Organic molecules are major analytical target to understand the prebiotic chemistry and for search for signs of past or present life in the solar system. Mass spectrometers (MSs) are widely used for in-situ analysis in a planetary exploration, there is a limit to the separation of organic molecules with various structural isomers only by mass number information. A gas chromatograph - mass spectrometer (GC-MS), which separates each molecular species by gas chromatograph (GC), is a powerful option of the analytical instrument for organic molecules. For example, the GC-MS on Cassini-Huygens shown that the atmosphere of Saturn's moon Titan may contain complex organic matter (e.g., Niemann et al., 2010), and the GC-MS on Curiosity rover detected a variety of organic molecules in the rock sample on the Mars (e.g., Niemann et al., 2010). Furthermore, GC-MSs are also planned to be installed on ESA‘s ExoMars rover (e.g., Arevalo Jr et al., 2015) and NASA’s Dragonfly (e.g., Lorenz et al., 2018), which is scheduled for launch in the near future. Thus, GC-MS is one of the most important organic chemical analyzers for future planetary exploration.

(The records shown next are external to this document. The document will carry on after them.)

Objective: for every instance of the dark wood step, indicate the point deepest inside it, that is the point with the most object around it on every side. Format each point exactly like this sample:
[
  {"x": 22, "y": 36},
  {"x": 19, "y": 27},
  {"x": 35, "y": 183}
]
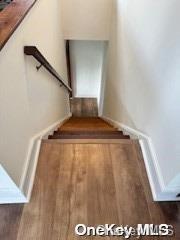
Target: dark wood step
[
  {"x": 59, "y": 132},
  {"x": 89, "y": 136}
]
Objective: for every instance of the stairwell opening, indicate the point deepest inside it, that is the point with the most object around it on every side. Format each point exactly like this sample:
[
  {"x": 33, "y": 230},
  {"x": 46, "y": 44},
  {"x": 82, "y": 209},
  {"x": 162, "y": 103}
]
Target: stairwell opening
[{"x": 87, "y": 69}]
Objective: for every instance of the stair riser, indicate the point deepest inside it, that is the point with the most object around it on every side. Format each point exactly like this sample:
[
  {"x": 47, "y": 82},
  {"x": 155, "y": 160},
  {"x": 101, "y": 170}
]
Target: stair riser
[
  {"x": 88, "y": 133},
  {"x": 89, "y": 137}
]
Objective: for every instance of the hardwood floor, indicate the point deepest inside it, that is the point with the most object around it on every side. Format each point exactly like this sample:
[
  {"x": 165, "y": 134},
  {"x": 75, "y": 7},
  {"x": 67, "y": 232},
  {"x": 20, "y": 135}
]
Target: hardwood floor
[
  {"x": 88, "y": 183},
  {"x": 86, "y": 124},
  {"x": 84, "y": 107}
]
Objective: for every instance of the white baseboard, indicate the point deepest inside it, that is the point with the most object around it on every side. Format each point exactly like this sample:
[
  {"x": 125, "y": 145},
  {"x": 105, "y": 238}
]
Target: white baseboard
[
  {"x": 159, "y": 190},
  {"x": 9, "y": 192},
  {"x": 27, "y": 179}
]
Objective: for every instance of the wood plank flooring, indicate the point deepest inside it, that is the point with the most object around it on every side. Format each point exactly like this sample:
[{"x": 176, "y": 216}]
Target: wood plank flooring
[
  {"x": 86, "y": 124},
  {"x": 91, "y": 184},
  {"x": 84, "y": 107}
]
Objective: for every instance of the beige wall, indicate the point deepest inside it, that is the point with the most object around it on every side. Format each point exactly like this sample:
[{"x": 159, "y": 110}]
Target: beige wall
[
  {"x": 30, "y": 101},
  {"x": 142, "y": 89},
  {"x": 86, "y": 19}
]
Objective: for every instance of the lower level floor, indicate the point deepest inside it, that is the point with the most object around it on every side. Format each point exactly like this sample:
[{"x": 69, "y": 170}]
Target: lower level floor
[{"x": 88, "y": 183}]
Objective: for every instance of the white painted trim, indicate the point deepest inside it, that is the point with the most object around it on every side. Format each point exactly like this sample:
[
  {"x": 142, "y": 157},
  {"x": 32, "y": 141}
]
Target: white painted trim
[
  {"x": 27, "y": 179},
  {"x": 9, "y": 192},
  {"x": 160, "y": 191}
]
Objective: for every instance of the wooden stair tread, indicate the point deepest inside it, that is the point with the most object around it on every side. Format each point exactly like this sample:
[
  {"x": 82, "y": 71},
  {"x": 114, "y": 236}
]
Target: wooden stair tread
[
  {"x": 90, "y": 141},
  {"x": 78, "y": 132},
  {"x": 89, "y": 136}
]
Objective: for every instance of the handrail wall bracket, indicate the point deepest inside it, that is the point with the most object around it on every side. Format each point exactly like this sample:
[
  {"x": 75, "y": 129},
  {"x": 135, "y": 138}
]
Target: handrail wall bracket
[{"x": 33, "y": 51}]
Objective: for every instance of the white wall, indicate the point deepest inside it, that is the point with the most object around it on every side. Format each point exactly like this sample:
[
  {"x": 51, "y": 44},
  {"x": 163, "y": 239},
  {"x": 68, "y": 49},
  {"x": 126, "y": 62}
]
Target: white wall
[
  {"x": 30, "y": 101},
  {"x": 86, "y": 19},
  {"x": 87, "y": 59},
  {"x": 143, "y": 83}
]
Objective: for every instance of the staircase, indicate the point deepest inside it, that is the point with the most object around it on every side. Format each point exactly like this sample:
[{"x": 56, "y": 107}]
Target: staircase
[{"x": 87, "y": 126}]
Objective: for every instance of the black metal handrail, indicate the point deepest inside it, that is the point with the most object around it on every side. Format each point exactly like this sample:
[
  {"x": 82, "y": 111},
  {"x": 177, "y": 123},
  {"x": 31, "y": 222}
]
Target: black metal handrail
[{"x": 33, "y": 51}]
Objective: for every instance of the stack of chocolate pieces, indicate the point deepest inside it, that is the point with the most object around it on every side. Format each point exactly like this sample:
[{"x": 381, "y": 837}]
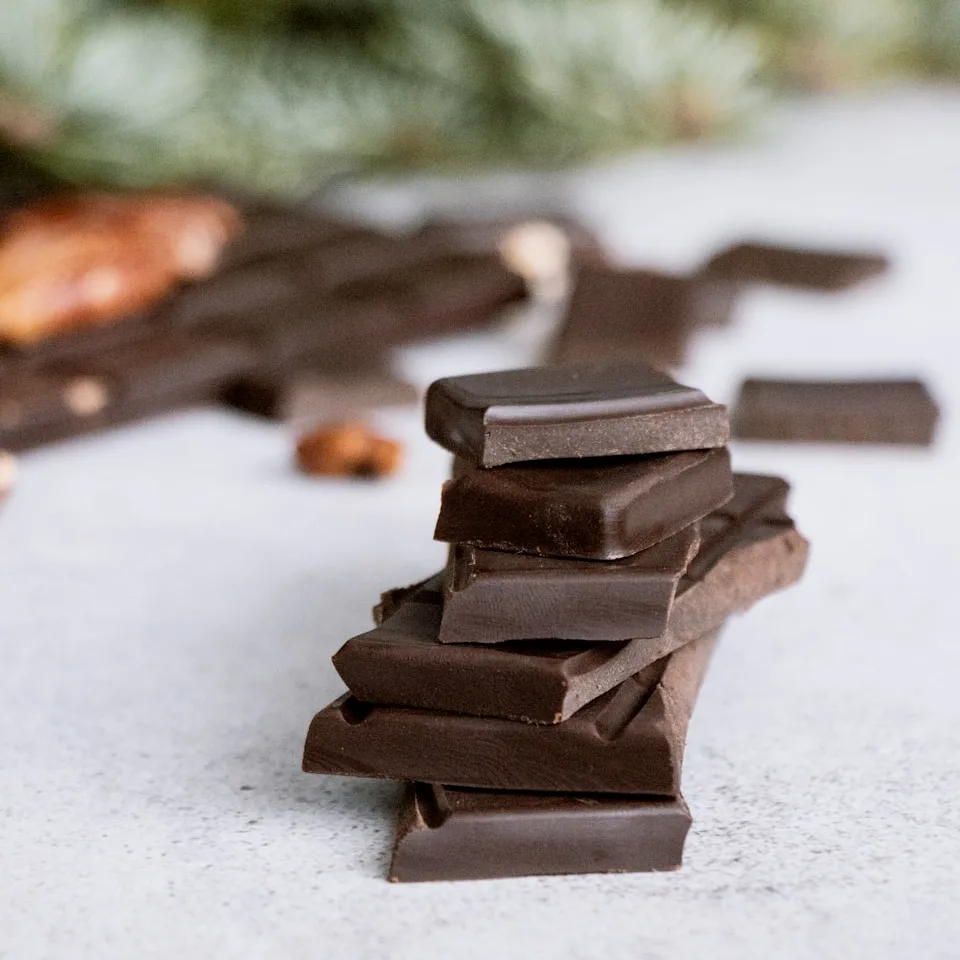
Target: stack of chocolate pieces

In this study, we are developing prototype of an ultra-small GC-MS system by combining a quadrupole mass spectrometer (QMS) with rods length of 10 cm and a palm-sized GC; Sylph (e.g., Iwaya et al., 2022). The GC is originally equipped with a ball SAW sensor (e.g., Yamanaka et al., 2006) that uses surface acoustic wave (SAW) on a spherical piezoelectric element with a diameter of 3.3 mm as a detector. The ball SAW sensor can nondestructively detect molecules as changes in SAW amplitude or velocity due to adsorption and desorption of molecules on a sensitive film coated on the sensor surface. Therefore, the ball SAW sensor can be connected in series to the QMS for simultaneous measurement, enabling cross-checking of quantitative and qualitative analysis.
In addition, the GC-MS for planetary exploration cannot be equipped with a large vacuum pump like a terrestrial GC-MS, so it is essential to exhaust most of the gases introduced from the GC at the GC-MS interface. On the other hand, the GC-MS interface is known to be effective in preferentially introducing analytes to the MS through its structure. We have applied the Jet Separator (JS) as the GC-MS interface, in which carrier gas is sprayed in supersonic from the GC outlet and introduced into the inlet of the MS installed on the opposite side. Analytes heavier than carrier gas (H₂ or He) have lower diffusion coefficients, and therefore sprayed out of the GC outlet at narrower angles, allowing more molecules to pass through the MS inlet. Therefore, the concentration of the analyte in the carrier gas introduced in MS is higher than that passed through the GC (enrichment effect). Previous evaluations of the prototype JS have confirmed that the concentration of analytes introduce into the MS is about 4 times concentration at the GC outlet. As the future study, we plan to optimize the structure of the prototype JS to further improve the enrichment effect, and to demonstrate its performance in combination with a GC-MS prototype.